NATIONAL HARBOR, MD. – When a child needs fluids or drugs but you can’t find a good vein, turn to bone.
Intraosseous (IO) access was pioneered during World War I, and it’s aged well – although peripheral IVs pushed it out of the limelight for several decades. But IO access remains the standard of care in emergency situations where IVs can’t be used, Dr. Angela Ellison said at a meeting sponsored by the American College of Emergency Physicians.
A 1988 review of 33 pediatric cardiac arrests showed that IO is the quickest way to go. Although a successful IO attempt took about 5 minutes, compared with 3 minutes for a peripheral IV, the success rate for an IO placement was much greater – 83% vs. 17%, said Dr. Ellison of the University of Pennsylvania, Philadelphia (Am. J. Emerg. Med. 1988;6:577-9).
"In difficult cases, the investigators recommended that IV attempts be very brief, and if unsuccessful, you should move on to IO right away," she said.
IO access works for children of all sizes, even newborns, she said, and in children with all kinds of emergencies, including shock, trauma, status epilepticus, and severe dehydration. IO access can be established by emergency medical technicians and nurses as well as physicians. With a preprocedural shot of lidocaine, IO catheters can easily be placed in conscious as well as unconscious patients.
For patients who need drugs urgently, IO is superior to IV; animal studies have shown that drugs reach the heart in 10-20 seconds, and there is no need to change the dose from a normal IV concentration.

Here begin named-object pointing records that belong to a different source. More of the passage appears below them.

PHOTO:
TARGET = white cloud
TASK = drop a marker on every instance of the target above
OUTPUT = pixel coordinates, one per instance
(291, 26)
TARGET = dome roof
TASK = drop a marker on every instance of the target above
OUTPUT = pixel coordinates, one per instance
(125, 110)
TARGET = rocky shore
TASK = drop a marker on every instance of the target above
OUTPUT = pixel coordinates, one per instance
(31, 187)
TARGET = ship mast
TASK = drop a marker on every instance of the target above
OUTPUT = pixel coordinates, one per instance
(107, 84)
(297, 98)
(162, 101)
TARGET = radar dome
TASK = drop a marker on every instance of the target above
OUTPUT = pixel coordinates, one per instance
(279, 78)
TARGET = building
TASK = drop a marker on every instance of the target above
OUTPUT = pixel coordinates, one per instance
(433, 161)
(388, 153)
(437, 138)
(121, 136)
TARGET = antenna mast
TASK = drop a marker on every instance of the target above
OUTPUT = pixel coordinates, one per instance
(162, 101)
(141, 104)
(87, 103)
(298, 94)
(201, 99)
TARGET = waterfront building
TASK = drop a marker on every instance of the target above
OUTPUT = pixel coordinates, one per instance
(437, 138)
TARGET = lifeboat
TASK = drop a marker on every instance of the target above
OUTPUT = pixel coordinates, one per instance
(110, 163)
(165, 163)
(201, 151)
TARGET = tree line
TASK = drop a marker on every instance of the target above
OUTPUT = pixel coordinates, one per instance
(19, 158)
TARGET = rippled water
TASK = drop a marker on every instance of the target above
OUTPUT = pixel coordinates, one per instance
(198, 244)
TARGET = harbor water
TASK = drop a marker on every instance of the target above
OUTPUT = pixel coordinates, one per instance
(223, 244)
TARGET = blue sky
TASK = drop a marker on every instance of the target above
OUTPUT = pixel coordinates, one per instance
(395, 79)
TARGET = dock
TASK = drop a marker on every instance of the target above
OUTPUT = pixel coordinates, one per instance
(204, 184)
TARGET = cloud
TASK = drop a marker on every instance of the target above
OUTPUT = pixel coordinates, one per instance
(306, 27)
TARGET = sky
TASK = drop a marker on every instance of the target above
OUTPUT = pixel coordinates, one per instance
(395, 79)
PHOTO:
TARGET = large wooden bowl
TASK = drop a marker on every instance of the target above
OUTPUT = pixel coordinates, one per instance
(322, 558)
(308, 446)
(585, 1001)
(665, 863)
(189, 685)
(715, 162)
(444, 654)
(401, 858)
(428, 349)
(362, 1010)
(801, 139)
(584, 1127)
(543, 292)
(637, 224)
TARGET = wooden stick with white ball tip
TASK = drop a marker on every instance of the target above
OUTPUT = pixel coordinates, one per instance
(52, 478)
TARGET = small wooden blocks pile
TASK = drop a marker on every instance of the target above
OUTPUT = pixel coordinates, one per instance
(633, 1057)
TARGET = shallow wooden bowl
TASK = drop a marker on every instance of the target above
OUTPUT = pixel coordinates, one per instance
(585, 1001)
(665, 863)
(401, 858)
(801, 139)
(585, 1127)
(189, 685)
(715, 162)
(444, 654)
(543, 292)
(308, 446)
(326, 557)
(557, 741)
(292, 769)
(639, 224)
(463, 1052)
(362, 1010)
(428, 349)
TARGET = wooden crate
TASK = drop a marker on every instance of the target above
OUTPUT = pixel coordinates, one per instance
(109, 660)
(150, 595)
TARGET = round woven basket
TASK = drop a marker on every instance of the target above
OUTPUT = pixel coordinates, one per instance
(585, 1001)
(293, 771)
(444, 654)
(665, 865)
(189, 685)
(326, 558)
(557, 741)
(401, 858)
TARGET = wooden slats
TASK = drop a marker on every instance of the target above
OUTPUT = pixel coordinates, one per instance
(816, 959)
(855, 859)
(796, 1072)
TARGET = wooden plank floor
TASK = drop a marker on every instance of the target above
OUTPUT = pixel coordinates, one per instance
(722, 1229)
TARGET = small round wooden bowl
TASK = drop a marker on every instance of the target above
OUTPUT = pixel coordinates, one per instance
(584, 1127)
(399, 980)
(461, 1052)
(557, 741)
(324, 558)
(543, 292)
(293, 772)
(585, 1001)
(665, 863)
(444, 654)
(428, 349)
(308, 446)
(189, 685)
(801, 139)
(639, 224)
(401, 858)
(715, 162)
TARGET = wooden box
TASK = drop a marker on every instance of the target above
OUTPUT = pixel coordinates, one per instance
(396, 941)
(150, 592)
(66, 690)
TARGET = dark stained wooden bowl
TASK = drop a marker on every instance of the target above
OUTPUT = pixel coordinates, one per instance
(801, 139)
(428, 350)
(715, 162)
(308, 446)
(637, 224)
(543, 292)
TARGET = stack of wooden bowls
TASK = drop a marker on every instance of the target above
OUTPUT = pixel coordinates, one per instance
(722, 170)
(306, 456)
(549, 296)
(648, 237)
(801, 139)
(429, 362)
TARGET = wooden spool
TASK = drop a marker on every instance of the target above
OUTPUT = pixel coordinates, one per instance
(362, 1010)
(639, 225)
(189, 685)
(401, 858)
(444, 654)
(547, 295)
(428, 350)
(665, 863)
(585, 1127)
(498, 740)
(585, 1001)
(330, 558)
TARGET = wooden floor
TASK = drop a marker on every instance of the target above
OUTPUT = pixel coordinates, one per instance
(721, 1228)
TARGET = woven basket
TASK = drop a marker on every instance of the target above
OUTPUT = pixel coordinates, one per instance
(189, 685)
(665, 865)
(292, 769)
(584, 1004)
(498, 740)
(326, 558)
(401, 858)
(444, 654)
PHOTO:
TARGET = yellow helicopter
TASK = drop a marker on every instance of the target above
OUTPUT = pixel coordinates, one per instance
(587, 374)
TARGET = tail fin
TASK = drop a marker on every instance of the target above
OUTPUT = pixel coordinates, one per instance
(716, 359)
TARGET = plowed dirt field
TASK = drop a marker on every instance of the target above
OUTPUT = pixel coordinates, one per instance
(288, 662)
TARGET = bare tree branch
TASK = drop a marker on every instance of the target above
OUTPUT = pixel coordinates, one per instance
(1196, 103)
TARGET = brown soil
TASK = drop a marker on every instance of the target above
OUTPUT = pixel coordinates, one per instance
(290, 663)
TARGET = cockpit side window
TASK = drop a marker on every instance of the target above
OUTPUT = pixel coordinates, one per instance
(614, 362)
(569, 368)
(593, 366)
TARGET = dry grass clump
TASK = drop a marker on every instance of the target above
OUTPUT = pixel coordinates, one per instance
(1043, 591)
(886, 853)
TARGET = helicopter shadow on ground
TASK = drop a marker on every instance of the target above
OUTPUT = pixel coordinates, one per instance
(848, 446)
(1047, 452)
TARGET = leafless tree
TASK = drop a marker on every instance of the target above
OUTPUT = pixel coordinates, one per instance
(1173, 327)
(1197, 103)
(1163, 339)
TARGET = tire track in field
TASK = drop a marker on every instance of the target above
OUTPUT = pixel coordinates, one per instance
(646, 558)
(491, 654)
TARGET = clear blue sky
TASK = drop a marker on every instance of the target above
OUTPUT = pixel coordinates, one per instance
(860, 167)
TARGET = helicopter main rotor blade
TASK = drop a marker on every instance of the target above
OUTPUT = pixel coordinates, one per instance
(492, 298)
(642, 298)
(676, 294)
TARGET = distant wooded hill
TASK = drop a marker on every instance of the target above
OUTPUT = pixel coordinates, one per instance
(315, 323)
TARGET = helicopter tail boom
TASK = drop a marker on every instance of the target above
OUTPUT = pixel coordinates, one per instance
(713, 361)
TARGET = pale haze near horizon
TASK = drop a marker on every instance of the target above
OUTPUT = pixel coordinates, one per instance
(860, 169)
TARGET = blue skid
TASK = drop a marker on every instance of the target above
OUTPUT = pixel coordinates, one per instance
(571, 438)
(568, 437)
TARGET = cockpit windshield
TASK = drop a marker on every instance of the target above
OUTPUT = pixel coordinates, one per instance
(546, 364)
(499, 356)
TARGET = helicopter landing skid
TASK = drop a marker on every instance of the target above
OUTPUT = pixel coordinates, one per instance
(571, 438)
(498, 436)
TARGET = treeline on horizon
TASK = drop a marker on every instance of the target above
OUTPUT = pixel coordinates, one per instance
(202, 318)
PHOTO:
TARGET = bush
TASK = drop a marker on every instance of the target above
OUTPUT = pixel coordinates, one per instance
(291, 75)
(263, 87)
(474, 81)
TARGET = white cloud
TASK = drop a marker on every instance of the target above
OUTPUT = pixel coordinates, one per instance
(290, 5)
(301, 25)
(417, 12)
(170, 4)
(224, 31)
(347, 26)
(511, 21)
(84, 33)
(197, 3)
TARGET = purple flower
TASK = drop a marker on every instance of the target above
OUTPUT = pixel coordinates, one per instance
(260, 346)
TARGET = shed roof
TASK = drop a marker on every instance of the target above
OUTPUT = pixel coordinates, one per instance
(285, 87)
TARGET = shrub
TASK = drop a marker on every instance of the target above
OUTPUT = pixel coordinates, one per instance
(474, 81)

Technical advances have made IO access easier, she added. "Over the past few decades, we’ve gotten a number of powered devices that have contributed to the rise of IO." Some can be placed in the sternum and others in long bones. Studies have shown that the complication rate is not increased when the needles are placed near a growth plate.
IO access is not for everyone or every bone, however. Contraindications include long bone fracture, vascular injury in the extremity, an overlying skin infection, a burn at the access site, 10 or more previous placements or attempts, and fragile bones (osteogenesis imperfecta or osteoporosis).
For the most part, however, IO access is very safe. Studies conducted in the late 1980s and early 1990s show an overall complication rate of less than 1%. Osteomyelitis occurred in 0.6%, and cellulitis or skin abscess developed in 0.7%. No evidence of bone deformity or growth arrest was seen in long-term follow-up studies.
Dr. Ellison had no financial conflicts.